The Harrison jail has two negative pressure cells for inmates, and Webb said any COVID-19 testing would be performed in the facility. No tests have been performed.
The jail had 199 inmates on March 1, according to the jail commission, with a total capacity of 364. Webb said the facility had 210 inmates Wednesday.
With a lack of jury trials, Smith County Sheriff Larry Smith said the courts are moving their dockets faster than ever as inmates are being sentenced to probation and leaving the Tyler jail.
As a result, Smith is able to isolate new inmates.
“We have a triage area where they stay until we know they are not infected,” he said. “If we bring an inmate in and he did not have symptoms but later had COVID, he would contaminate everyone. That is why we keep them isolated when they first come in.”
Smith has worked with the court, the district attorney’s office and the police department with a plan to keep non-violent suspects and criminals out of jail.
However, that does not mean a misdemeanor would give an inmate a stay-out-of-jail free card.
“We quit accepting non-violent Class A and Class B misdemeanors unless there were extenuating circumstances,” Smith said. “But you will be in jail if it is anything alcohol related like a DWI or public intoxication. If you are a danger to yourself or someone else, you will be in jail.”
The Smith County Jail has 1,149 beds, and there were 795 inmates Wednesday, Smith said. The facility had 933 inmates on March 1, according to the jail commission.
Abbott issued an executive order March 29 to stop violent inmates from being released from jail without paying bail.
“I’ve heard from law enforcement officials as well as citizens alike who’ve raised concerns about releases that have already taken place or anticipated releases that could take place,” Abbott said at the time. “We want to reduce and contain COVID-19 in jails and in prisons for the benefit of both the inmates and the law enforcement officers of those facilities.”
However, Smith said his jail already was doing that. They had released inmates based on the faster times with the court system.
“The governor was talking about PR bonds,” Smith said, releasing someone on personal recognizance or without having to pay a small percentage of the bail to be released. “Any assault or violent felony charge, or any felony for that matter, we are not going to release them. Just the non-violent misdemeanors.
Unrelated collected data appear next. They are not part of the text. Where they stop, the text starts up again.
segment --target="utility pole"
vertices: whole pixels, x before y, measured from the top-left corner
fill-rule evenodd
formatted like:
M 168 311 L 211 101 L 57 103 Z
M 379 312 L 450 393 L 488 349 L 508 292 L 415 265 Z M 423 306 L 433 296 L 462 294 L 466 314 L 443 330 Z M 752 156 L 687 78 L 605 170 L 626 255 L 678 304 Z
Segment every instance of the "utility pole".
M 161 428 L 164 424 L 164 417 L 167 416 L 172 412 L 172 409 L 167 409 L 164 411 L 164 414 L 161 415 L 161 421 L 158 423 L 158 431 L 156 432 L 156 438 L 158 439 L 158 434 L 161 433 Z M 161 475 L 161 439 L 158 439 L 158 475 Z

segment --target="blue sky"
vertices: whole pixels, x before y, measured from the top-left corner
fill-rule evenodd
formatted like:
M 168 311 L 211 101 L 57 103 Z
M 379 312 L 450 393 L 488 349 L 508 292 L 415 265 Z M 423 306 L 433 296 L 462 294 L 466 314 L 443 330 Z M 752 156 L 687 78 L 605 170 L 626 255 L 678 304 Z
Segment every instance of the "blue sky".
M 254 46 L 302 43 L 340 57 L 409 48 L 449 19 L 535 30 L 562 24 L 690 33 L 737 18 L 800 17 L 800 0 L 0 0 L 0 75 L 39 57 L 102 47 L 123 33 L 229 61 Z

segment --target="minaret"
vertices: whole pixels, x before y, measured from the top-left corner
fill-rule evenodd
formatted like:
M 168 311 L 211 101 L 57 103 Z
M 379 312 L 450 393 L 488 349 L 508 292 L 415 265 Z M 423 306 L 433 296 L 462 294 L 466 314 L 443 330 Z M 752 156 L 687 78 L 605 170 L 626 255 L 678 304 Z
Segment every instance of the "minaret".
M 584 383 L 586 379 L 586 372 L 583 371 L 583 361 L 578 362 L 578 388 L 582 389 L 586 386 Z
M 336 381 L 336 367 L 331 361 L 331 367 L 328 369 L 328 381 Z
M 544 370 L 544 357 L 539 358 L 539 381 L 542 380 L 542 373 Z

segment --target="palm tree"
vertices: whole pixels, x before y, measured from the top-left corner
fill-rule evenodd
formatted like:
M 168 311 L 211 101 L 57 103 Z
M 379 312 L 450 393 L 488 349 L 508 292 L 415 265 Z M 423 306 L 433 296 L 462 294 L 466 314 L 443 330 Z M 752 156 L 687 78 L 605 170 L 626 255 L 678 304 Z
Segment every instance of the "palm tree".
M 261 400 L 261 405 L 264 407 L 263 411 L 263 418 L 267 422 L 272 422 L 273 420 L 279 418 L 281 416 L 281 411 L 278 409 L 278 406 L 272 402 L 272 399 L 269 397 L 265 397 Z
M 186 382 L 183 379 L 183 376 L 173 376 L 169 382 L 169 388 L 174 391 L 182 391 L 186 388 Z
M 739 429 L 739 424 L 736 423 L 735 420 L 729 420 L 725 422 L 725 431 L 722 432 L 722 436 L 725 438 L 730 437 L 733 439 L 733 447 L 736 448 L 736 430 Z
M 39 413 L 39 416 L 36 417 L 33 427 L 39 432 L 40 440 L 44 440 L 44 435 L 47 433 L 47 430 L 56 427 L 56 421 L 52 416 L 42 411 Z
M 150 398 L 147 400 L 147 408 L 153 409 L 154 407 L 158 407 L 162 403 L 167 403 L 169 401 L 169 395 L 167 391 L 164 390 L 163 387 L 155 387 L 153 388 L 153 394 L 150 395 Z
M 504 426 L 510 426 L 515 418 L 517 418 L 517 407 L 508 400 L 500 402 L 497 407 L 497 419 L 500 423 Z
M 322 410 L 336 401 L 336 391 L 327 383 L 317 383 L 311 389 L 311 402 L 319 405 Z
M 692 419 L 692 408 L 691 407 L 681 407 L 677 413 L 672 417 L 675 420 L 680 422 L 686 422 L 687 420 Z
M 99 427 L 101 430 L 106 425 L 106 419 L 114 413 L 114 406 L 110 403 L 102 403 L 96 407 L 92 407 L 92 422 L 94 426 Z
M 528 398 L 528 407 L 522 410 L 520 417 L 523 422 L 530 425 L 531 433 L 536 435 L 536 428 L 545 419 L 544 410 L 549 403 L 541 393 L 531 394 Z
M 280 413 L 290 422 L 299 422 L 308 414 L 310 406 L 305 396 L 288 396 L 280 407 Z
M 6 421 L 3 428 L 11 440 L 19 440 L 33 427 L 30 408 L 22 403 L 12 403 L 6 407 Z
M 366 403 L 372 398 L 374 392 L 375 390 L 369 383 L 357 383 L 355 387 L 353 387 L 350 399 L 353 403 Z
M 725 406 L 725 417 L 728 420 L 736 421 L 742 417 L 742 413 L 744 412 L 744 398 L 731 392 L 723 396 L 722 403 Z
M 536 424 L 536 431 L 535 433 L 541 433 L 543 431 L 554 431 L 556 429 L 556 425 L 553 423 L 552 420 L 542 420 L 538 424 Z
But if it’s a felony, we are not releasing them.”
Smith County is also taking measures to keep deputies safe after other areas in the state have seen law enforcement personnel contract COVID-19. Smith said his facility has had three scares but no positive tests.
“That’s what I fear, a deputy getting sick, and that is what we are trying to stop,” Smith said. “We had three scares, but it turned out to be the flu and strep.”
Smith has stopped visitations, but inmates are allowed extra time on the phone to talk to their families. When lawyers visit, they must have their temperatures taken and are checked for symptoms. That procedure would end as the facility works on video conferencing with inmates.
The families of inmates no longer have to give medication to medical staff, who are working with doctors and issuing prescriptions to cut down on contact from anyone from outside the jail. Also, jail trusties no longer are on outside work detail, such as picking up garbage or other community work, Smith said.